The proposed model demonstrated superior performance compared to traditional CF, CBF, and hybrid (CF + CBF) methods, achieving higher values in both mean average precision (0.412) and F1 score (0.563). These results suggest that the model, which comprehensively learns from user’s lifelog data and applies personalized recommendation strategies, is more effective at predicting and supporting actual sleep behavior than conventional approaches. In this study, subjective ratings on a 1–5 scale were used as feedback to personalize recommendations. While effective in capturing user preferences, such ratings are inherently subjective and may vary across individuals. Objective sleep scoring approaches, such as EEG-based staging, HRV-derived sleep indices, or wearable-provided sleep scores, could offer more standardized and reliable measures of sleep quality. These data, however, were not available in the present dataset, and our design focused on developing a system deployable in everyday settings using widely available wearable and environmental signals. Future work will incorporate objective sleep scoring to complement subjective ratings, thereby enhancing the robustness and generalizability of the system. Another design choice was that nightly sleep outcomes (e.g., total sleep time, sleep onset latency, WASO, and sleep efficiency) were not included as clustering features. These variables were intentionally treated as outcome measures rather than inputs, in order to avoid circularity and to preserve interpretability when examining how lifestyle-based clusters map onto sleep results. Nevertheless, incorporating such sleep outcomes into a hybrid clustering framework could be a promising future extension, enabling more nuanced profiling of the interaction between daily behaviors and sleep quality.
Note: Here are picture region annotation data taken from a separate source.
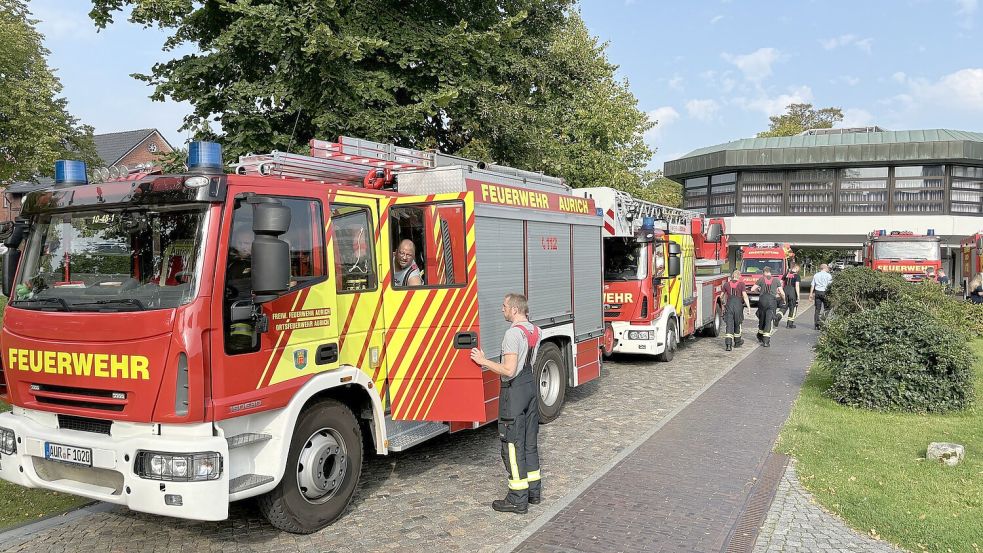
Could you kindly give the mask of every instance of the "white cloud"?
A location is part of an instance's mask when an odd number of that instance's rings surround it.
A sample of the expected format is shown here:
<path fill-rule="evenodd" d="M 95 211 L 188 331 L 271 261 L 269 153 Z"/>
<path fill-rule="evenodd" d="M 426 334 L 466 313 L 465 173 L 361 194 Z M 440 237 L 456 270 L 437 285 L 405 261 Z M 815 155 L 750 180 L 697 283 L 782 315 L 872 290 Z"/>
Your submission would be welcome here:
<path fill-rule="evenodd" d="M 870 37 L 860 38 L 857 35 L 840 35 L 833 38 L 821 39 L 819 44 L 826 50 L 835 50 L 836 48 L 850 46 L 852 44 L 859 50 L 869 54 L 871 52 L 871 46 L 874 44 L 874 39 Z"/>
<path fill-rule="evenodd" d="M 957 14 L 962 15 L 973 15 L 976 12 L 976 8 L 979 7 L 978 0 L 956 0 L 956 4 L 959 6 Z"/>
<path fill-rule="evenodd" d="M 869 111 L 860 108 L 843 110 L 843 120 L 834 125 L 839 128 L 870 127 L 874 125 L 874 116 Z"/>
<path fill-rule="evenodd" d="M 661 140 L 663 131 L 679 119 L 679 112 L 672 106 L 655 108 L 646 115 L 648 115 L 649 121 L 655 123 L 655 126 L 645 133 L 645 140 L 648 142 Z"/>
<path fill-rule="evenodd" d="M 765 115 L 780 115 L 785 113 L 789 104 L 807 104 L 812 102 L 812 89 L 808 86 L 789 88 L 787 92 L 776 96 L 762 94 L 757 98 L 734 98 L 733 103 L 747 111 L 759 111 Z"/>
<path fill-rule="evenodd" d="M 983 111 L 983 69 L 967 68 L 950 73 L 938 81 L 908 81 L 916 103 L 928 103 L 950 109 Z"/>
<path fill-rule="evenodd" d="M 733 55 L 724 52 L 721 56 L 740 69 L 744 78 L 759 83 L 771 75 L 771 65 L 778 61 L 781 52 L 775 48 L 758 48 L 750 54 Z"/>
<path fill-rule="evenodd" d="M 716 100 L 689 100 L 686 102 L 686 112 L 689 116 L 700 121 L 712 121 L 720 104 Z"/>

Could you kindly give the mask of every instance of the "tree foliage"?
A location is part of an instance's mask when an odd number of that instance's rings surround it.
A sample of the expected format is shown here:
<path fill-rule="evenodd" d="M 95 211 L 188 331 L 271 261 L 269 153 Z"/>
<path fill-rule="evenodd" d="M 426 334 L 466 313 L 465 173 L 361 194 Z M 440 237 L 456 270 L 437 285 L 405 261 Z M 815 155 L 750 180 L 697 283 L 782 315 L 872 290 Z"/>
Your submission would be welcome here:
<path fill-rule="evenodd" d="M 50 175 L 57 159 L 98 159 L 92 128 L 57 97 L 36 23 L 21 0 L 0 0 L 0 183 Z"/>
<path fill-rule="evenodd" d="M 357 136 L 561 176 L 642 187 L 652 152 L 605 44 L 574 0 L 93 0 L 99 26 L 171 29 L 153 98 L 215 121 L 229 154 Z"/>
<path fill-rule="evenodd" d="M 812 104 L 789 104 L 782 115 L 768 119 L 771 124 L 767 131 L 759 132 L 758 138 L 771 136 L 794 136 L 809 129 L 831 129 L 834 123 L 843 120 L 840 108 L 813 109 Z"/>

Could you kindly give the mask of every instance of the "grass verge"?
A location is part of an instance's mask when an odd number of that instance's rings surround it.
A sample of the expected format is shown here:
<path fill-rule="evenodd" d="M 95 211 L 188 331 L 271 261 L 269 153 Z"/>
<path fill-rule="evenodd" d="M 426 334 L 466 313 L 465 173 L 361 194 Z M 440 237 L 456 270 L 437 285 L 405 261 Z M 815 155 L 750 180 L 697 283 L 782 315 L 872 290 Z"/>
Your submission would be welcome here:
<path fill-rule="evenodd" d="M 983 340 L 970 344 L 983 359 Z M 813 365 L 780 452 L 826 509 L 865 534 L 911 551 L 983 551 L 983 362 L 973 407 L 947 415 L 879 413 L 822 395 L 829 371 Z M 966 448 L 956 467 L 925 460 L 930 442 Z"/>
<path fill-rule="evenodd" d="M 0 401 L 0 411 L 10 406 Z M 0 480 L 0 530 L 84 505 L 91 500 Z"/>

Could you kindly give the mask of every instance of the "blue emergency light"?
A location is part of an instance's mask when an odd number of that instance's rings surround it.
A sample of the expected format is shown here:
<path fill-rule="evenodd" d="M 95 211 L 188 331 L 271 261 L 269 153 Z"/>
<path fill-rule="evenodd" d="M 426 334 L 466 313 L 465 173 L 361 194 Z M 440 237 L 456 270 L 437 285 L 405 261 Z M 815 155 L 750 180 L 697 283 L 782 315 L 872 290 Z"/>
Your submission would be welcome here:
<path fill-rule="evenodd" d="M 59 159 L 55 162 L 55 184 L 88 184 L 85 162 L 77 159 Z"/>
<path fill-rule="evenodd" d="M 222 145 L 199 140 L 188 145 L 188 170 L 222 169 Z"/>

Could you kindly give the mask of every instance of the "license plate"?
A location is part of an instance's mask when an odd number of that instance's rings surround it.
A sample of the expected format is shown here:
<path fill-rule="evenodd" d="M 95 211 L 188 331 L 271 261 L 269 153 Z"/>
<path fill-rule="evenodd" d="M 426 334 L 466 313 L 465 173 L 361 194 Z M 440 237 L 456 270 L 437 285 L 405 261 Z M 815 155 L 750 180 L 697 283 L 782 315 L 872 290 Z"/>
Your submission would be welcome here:
<path fill-rule="evenodd" d="M 44 443 L 44 458 L 75 465 L 92 466 L 92 449 L 73 445 Z"/>

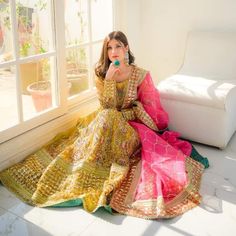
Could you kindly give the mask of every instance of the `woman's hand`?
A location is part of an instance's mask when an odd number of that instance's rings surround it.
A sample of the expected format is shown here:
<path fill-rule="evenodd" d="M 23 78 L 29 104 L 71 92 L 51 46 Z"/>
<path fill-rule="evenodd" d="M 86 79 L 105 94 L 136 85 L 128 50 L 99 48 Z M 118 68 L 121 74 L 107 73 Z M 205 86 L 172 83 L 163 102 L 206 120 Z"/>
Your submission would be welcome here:
<path fill-rule="evenodd" d="M 106 73 L 106 80 L 116 80 L 117 75 L 120 74 L 119 67 L 116 67 L 113 65 L 113 63 L 110 64 L 107 73 Z"/>

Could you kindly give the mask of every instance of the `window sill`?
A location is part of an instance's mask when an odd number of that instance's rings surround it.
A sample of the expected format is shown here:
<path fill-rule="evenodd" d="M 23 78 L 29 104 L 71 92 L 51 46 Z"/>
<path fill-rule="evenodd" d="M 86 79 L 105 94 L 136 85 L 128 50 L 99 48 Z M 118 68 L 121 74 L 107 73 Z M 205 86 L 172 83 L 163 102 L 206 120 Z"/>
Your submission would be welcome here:
<path fill-rule="evenodd" d="M 97 97 L 90 96 L 70 106 L 69 111 L 39 127 L 36 127 L 24 134 L 21 134 L 0 145 L 0 170 L 17 163 L 30 153 L 42 147 L 45 143 L 54 138 L 58 133 L 73 127 L 78 117 L 83 117 L 99 106 Z"/>

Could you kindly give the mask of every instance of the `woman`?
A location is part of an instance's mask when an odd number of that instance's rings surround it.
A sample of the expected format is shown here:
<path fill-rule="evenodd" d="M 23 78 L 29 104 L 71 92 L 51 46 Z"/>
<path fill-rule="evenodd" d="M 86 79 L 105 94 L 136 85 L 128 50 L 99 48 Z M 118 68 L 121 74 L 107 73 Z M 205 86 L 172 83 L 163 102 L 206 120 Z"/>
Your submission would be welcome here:
<path fill-rule="evenodd" d="M 198 205 L 204 166 L 189 158 L 192 147 L 177 133 L 160 132 L 168 115 L 122 32 L 105 38 L 95 74 L 101 108 L 1 172 L 2 183 L 39 207 L 103 206 L 156 219 Z"/>

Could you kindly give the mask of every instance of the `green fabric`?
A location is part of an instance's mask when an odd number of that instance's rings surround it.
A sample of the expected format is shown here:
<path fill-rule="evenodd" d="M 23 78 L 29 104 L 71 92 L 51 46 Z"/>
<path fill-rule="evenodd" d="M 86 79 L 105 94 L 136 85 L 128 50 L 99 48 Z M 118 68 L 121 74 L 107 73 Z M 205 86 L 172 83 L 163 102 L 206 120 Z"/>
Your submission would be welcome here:
<path fill-rule="evenodd" d="M 190 157 L 193 158 L 195 161 L 198 161 L 202 163 L 206 168 L 209 167 L 209 161 L 206 157 L 203 157 L 199 152 L 195 149 L 195 147 L 192 145 L 192 152 L 190 154 Z"/>
<path fill-rule="evenodd" d="M 69 200 L 69 201 L 66 201 L 66 202 L 61 202 L 61 203 L 58 203 L 56 205 L 52 205 L 50 207 L 63 208 L 63 207 L 75 207 L 75 206 L 82 206 L 82 205 L 83 205 L 83 202 L 79 198 L 79 199 Z M 102 208 L 104 208 L 109 213 L 113 214 L 112 208 L 109 205 L 105 205 Z"/>
<path fill-rule="evenodd" d="M 52 205 L 50 207 L 73 207 L 73 206 L 81 206 L 83 204 L 81 199 L 73 199 L 66 202 L 61 202 L 56 205 Z"/>

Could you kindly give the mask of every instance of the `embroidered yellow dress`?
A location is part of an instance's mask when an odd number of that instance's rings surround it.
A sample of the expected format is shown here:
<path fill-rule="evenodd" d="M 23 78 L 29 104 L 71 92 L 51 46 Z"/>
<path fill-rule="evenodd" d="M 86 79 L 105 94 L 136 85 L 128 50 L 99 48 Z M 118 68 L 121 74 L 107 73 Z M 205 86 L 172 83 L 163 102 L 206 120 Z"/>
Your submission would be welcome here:
<path fill-rule="evenodd" d="M 89 212 L 111 206 L 156 219 L 198 205 L 204 167 L 187 158 L 191 145 L 174 132 L 156 132 L 167 127 L 168 114 L 150 73 L 132 66 L 129 79 L 98 78 L 96 86 L 101 108 L 0 172 L 1 182 L 39 207 L 82 203 Z"/>
<path fill-rule="evenodd" d="M 134 82 L 134 74 L 120 83 L 98 79 L 103 108 L 87 117 L 88 122 L 79 121 L 75 129 L 1 172 L 2 183 L 40 207 L 73 199 L 81 199 L 89 212 L 105 206 L 109 194 L 126 177 L 129 157 L 139 146 L 137 132 L 120 111 L 124 102 L 127 108 L 133 101 L 128 89 L 133 89 Z"/>

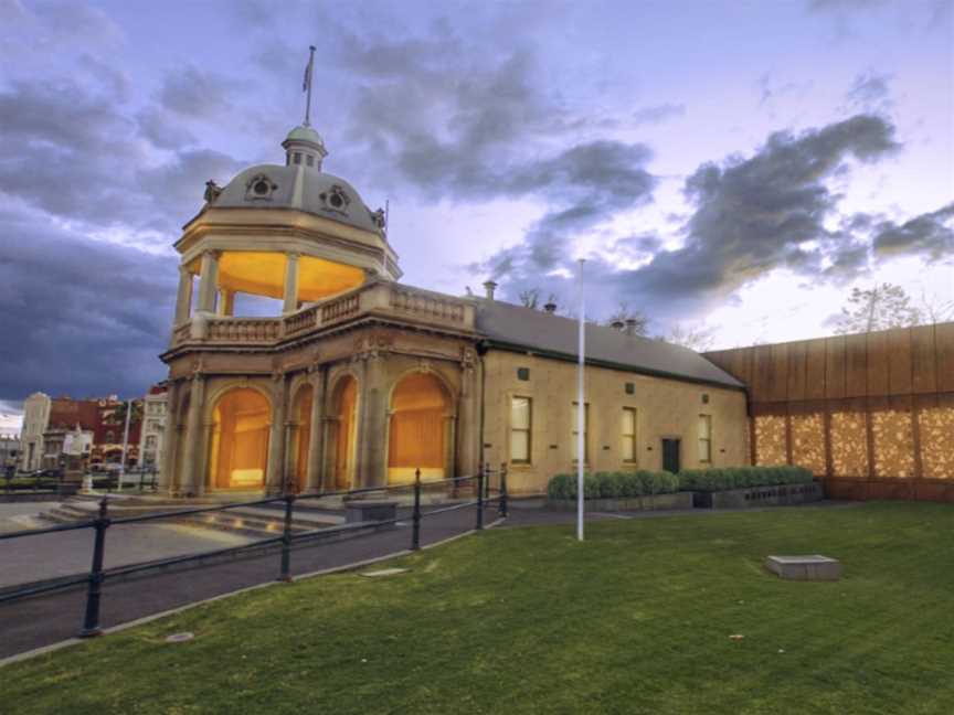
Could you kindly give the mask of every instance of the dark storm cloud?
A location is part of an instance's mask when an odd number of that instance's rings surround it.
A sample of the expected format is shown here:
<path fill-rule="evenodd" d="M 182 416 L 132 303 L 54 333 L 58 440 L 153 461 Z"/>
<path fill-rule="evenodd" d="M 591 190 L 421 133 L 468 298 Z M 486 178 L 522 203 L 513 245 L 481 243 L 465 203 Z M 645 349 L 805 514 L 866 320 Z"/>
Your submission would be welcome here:
<path fill-rule="evenodd" d="M 877 254 L 921 254 L 933 260 L 954 256 L 954 203 L 902 224 L 884 221 L 875 226 Z"/>
<path fill-rule="evenodd" d="M 681 117 L 686 114 L 686 105 L 661 104 L 655 107 L 643 107 L 633 113 L 633 119 L 637 125 L 659 124 L 667 119 Z"/>
<path fill-rule="evenodd" d="M 682 226 L 681 248 L 656 253 L 633 270 L 621 269 L 608 259 L 590 260 L 587 275 L 601 287 L 600 295 L 634 306 L 657 306 L 669 316 L 698 310 L 778 268 L 818 278 L 855 275 L 867 265 L 870 244 L 844 226 L 826 228 L 838 203 L 826 182 L 851 160 L 873 162 L 898 148 L 894 127 L 871 115 L 798 135 L 773 134 L 752 157 L 706 163 L 687 178 L 683 190 L 695 212 Z M 639 163 L 630 169 L 640 170 Z M 590 200 L 614 193 L 601 189 L 598 182 L 590 189 Z M 585 200 L 580 203 L 584 205 Z M 611 203 L 571 228 L 595 226 L 625 207 L 625 203 Z M 855 216 L 851 223 L 860 226 L 861 217 Z M 564 268 L 572 273 L 569 235 L 541 222 L 521 244 L 499 252 L 486 265 L 498 268 L 517 287 L 532 284 L 540 271 Z M 645 236 L 639 241 L 653 245 Z M 622 249 L 622 256 L 632 253 L 625 244 Z M 569 281 L 559 278 L 548 286 L 564 295 L 570 288 Z M 509 295 L 515 289 L 505 285 L 505 291 Z"/>
<path fill-rule="evenodd" d="M 140 395 L 162 377 L 174 258 L 0 213 L 0 396 Z"/>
However, this study has certain limitations. It does not consider medical information such as chronic conditions or acute illnesses that may significantly affect sleep. Therefore, for users with specific or atypical health conditions, the accuracy of the recommendations may be limited. Future work will focus on integrating comprehensive medical data including chronic and acute illness histories, sleep disorder diagnoses, cardiovascular conditions, and mental health records into the recommendation framework. This enhancement aims to improve the model’s adaptability and personalization for specific health populations whose sleep quality may be significantly influenced by medical factors. Furthermore, real-time health status monitoring combined with an attention mechanism could refine recommendations in response to dynamic physiological changes. Beyond sleep strategies, the proposed system could evolve into a holistic health management platform that also monitors daily stress levels and suggests tailored physical and leisure activities, thereby supporting both preventive healthcare and individualized lifestyle optimization.
In addition, several technical and data-related limitations should be acknowledged. First, the dataset was limited to 100 participants, which may not fully capture demographic or lifestyle diversity. Second, wearable-derived signals are prone to noise, missing values, and device-specific variability, which may affect the reliability of extracted features. Third, the use of subjective sleep ratings on a 1–5 scale introduces inter-individual variability, even though normalization was applied across nights. Fourth, the current framework primarily reflects short-term behavioral feedback and has limited ability to model long-term adaptation. Finally, the system has not yet been validated in clinical populations, and its current applicability remains within wellness and lifestyle contexts rather than medical diagnostics. Addressing these issues in future work will be essential to further enhance the robustness, generalizability, and clinical applicability of the proposed system.